Protest at Garda brutality
Protest at Garda brutality
studentprotest.jpg

Student groups have organised an anti-Garda brutality march following last week’s scenes of state violence against students protesting at planned fee increases in the 26 Counties.

Free Education for Everybody (FEE) and Students in Solidarity are to hold the rally on Wednesday next, November 10).

People are asked to assemble at the Wolfe Tone Monument for 6pm before marching to Pearse Street Garda barracks. Speaking in advance of the protest, Cathaoirleach eirigi Brian Leeson encouraged people to join the protest:

“The Garda attack on the students last Wednesday demonstrated once again the true nature of this state. The political establishment and the Garda are quite happy to allow people to march around Dublin city until their feet ache.

“But should anyone dare to engage in a more direct form of protest such as a building occupation or a sit down protest, or should they refuse to do the bidding of the Garda the punishment is as rapid as it is brutal.

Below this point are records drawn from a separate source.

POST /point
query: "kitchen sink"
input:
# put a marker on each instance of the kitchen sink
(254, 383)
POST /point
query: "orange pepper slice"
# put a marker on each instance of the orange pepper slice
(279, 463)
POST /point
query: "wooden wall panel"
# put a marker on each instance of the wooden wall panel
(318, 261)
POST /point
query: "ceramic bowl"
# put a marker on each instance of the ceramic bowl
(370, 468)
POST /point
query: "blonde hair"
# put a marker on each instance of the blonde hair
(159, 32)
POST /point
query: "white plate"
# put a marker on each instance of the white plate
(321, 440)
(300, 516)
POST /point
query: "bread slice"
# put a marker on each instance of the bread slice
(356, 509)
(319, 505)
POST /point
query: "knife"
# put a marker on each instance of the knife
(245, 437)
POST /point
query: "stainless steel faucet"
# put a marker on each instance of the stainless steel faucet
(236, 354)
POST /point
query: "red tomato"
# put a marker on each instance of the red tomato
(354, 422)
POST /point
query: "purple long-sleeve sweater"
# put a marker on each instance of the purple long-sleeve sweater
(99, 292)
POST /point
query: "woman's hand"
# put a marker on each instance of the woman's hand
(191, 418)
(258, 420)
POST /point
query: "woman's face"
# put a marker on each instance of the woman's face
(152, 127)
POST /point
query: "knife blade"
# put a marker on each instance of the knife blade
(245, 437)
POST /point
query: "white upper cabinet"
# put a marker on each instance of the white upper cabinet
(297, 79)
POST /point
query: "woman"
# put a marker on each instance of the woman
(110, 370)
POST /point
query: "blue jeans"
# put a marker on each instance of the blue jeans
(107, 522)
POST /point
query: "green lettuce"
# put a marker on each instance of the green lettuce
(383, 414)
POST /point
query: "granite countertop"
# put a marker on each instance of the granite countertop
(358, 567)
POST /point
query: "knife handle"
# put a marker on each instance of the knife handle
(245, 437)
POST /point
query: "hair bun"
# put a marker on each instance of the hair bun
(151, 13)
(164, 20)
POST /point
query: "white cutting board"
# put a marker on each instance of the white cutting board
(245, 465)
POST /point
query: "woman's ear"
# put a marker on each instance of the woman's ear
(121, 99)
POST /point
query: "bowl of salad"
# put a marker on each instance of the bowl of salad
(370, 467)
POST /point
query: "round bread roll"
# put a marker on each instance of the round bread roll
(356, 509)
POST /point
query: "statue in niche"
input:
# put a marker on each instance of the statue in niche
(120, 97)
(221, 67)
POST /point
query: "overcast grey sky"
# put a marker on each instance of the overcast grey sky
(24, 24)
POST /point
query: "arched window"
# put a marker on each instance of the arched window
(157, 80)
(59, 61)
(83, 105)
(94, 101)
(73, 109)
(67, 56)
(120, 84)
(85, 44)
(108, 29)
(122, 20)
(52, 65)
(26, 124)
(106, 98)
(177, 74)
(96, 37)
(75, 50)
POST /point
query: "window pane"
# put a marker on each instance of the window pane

“The people of Erris in Mayo learned this lesson the hard way over the course of the last five years.”

A large volume of video and photographic evidence has emerged of the Garda attack on student protesters on Wednesday last (November 3).

The story that this footage tells sharply contradicts the version of events that have been peddled by the Garda press office and the main media outlets.

Viewers of Ireland’s main television news programme on Wednesday night could have been forgiven for believing that the ‘violence’ had consisted of a few minutes of relatively minor scuffles outside of the Department of Finance building.

However, video footage has appeared on the internet of Gardai in full riot gear beating defenceless and submissive protesters, of Gardai dragging protesters by the hair, and Gardai on horses charging into protesters.

That footage was censored by the 26-County state broadcaster, RTE, said Leeson.

“Nor did RTE see fit to broadcast to the people of Ireland the bloodied faces and split heads of the young people who felt the full force of the Garda batons.

“That the ‘violence’ came almost exclusively from the Gardai, that it lasted for well over an hour or that it spread from Merrion Row to Stephen’s Green and Grafton Street was all deemed not worthy of mention by the Montrose censors.

“And in the immediate aftermath of the Garda onslaught many other private media outlets followed RTE’s lead, choosing to focus on ridiculous fantasies about ‘militants’ and ‘extremists’ who supposedly ‘hijacked’ the students’ protest. Journalist after journalist repeated the ludicrous suggestion that up to two thousand intelligent young people had allowed themselves to be ‘hijacked’ by a number of named organisations including eirigi. Not one journalist or commentator thought to ask how precisely so many people, all of whom were in possession of their full faculties, could have been duped into taking part in a building occupation, a sit down protest and other forms of protest.

“It seems it is easier to believe in the republican bogey man than the prospect of educated, intelligent young people thinking for themselves. Easier to talk of ‘looney left hijackings’ than the possibility of young people robustly defending their right to be educated and their right to protest.”